Si, en plus, vous observez votre voisin qui rejette toutes les informations négatives et fait preuve d’insouciance face au contexte actuel (un biais cognitif, nommé « effet d’autruche », qui l’empêche de croire à l’existence d’une pandémie) ou que vous écoutez votre cousin qui affirme avoir découvert un complot sanitaire destiné à faire disparaître une partie de l’humanité (un biais cognitif lié à la sur-confiance, présent chez des individus incompétents en la matière mais ayant une vision trop flatteuse de leurs capacités et de leur compréhension du monde), il y a de quoi être perdu·e.
Quand les émotions s’en mêlent…
Nos émotions, et notamment nos peurs, limitent nos capacités à avoir un raisonnement efficient, s’ajoutant ainsi aux biais précédemment évoqués.
Lefford (1946) a démontré que le raisonnement déductif était influencé par la valeur émotive du contenu : les compétences de raisonnement d’un individu sont ainsi moins bonnes lorsque le contenu comporte une part émotionnelle. Ces résultats ont été validés par d’autres études qui ont confirmé l’importance des émotions dans notre capacité de raisonnement.
À ce stade de votre lecture, demandez-vous si vos convictions ne pourraient pas, de plus, être basées sur un raisonnement altéré par vos émotions.
Intéressons-nous maintenant de plus près à l’anxiété, qui repose sur l’anticipation des événements, nous pousse à échafauder des scénarios catastrophe, et qui a pour point de départ une peur qui n’a souvent que peu de fondement, disproportionnée par rapport à la réalité.
Prenons l’exemple de madame X :
Il y a quelques jours (article publié en juillet 2021), le gouvernement a annoncé que le pass sanitaire (reposant sur la vaccination ou la réalisation d’un test) serait étendu à différents lieux (lieux culturels, bars, restaurant, etc) et applicable aux adolescents de 12 à 18 ans.
Madame X en a conclu que ses enfants ne seraient pas acceptés en classe s’ils n’étaient pas vaccinés, ce qui ne correspond pas à la réalité. Elle angoisse donc beaucoup (elle est contre la vaccination) et se projette dans l’avenir : elle va devoir quitter son travail pour s’occuper de ses enfants et les scolariser à la maison. Elle aura donc moins d’argent, ce qui va plonger la famille dans la précarité.
Si madame X laisse son anxiété la diriger, elle peut en arriver très rapidement à la conclusion qu’ils vont se retrouver dans la rue et devoir mendier leur nourriture.
Comment déjouer les effets du biais de confirmation et ne pas se laisser diriger par ses émotions ?

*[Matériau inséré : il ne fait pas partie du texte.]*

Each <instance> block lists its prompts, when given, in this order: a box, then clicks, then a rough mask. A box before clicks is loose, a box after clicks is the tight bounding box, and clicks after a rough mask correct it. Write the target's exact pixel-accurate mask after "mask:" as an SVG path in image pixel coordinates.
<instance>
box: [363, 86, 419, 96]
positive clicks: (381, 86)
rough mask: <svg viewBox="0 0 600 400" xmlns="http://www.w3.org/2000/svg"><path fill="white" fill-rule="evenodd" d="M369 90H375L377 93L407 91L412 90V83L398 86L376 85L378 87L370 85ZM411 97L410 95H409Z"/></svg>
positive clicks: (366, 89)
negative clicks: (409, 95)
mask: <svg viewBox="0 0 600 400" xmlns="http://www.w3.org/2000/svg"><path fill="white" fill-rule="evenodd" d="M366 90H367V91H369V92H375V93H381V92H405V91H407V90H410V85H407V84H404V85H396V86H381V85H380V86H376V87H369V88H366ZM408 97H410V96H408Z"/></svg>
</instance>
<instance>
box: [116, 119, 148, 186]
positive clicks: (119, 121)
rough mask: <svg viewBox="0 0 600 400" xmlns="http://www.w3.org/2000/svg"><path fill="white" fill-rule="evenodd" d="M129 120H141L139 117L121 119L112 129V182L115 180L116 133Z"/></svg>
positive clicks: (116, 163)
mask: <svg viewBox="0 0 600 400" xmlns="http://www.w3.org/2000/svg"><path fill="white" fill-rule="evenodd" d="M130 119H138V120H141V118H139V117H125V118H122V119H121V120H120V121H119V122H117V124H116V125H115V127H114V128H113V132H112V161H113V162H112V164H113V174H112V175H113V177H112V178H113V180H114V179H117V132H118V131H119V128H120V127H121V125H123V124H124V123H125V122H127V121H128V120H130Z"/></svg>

Le biais de confirmation est un procédé souvent inconscient ; pour le contrer, il est nécessaire de prendre conscience de son existence, de rechercher des sources d’information fiables (si mon voisin n’est expert en rien, il n’est pas considéré comme une source d’information fiable) et de se forcer à prendre tous les éléments en compte, même ceux qui contredisent ce que nous pensons.
Le problème ? La plupart des gens refusent de penser que leur raisonnement pourrait en être affecté, préférant penser qu’ils sont constamment rationnels (et qu’ils ont raison).
Accepter que notre raisonnement pourrait être faussé revient à accepter notre vulnérabilité, ce qui demande courage et travail sur soi.
En ce qui concerne les émotions, quel que soit le contexte, il est essentiel de savoir les gérer (vous pouvez lire ICI notre article à ce sujet) : il ne s’agit donc pas de les faire disparaître mais de ne pas se laisser diriger par elles, ce qui demande de la pratique et de la discipline. Mais c’est ce qui permet de vivre le moment présent et de retrouver de la sérénité, afin d’avoir une prise sur sa propre vie et de prendre des décisions adaptées aux situations extérieures comme à nous-mêmes.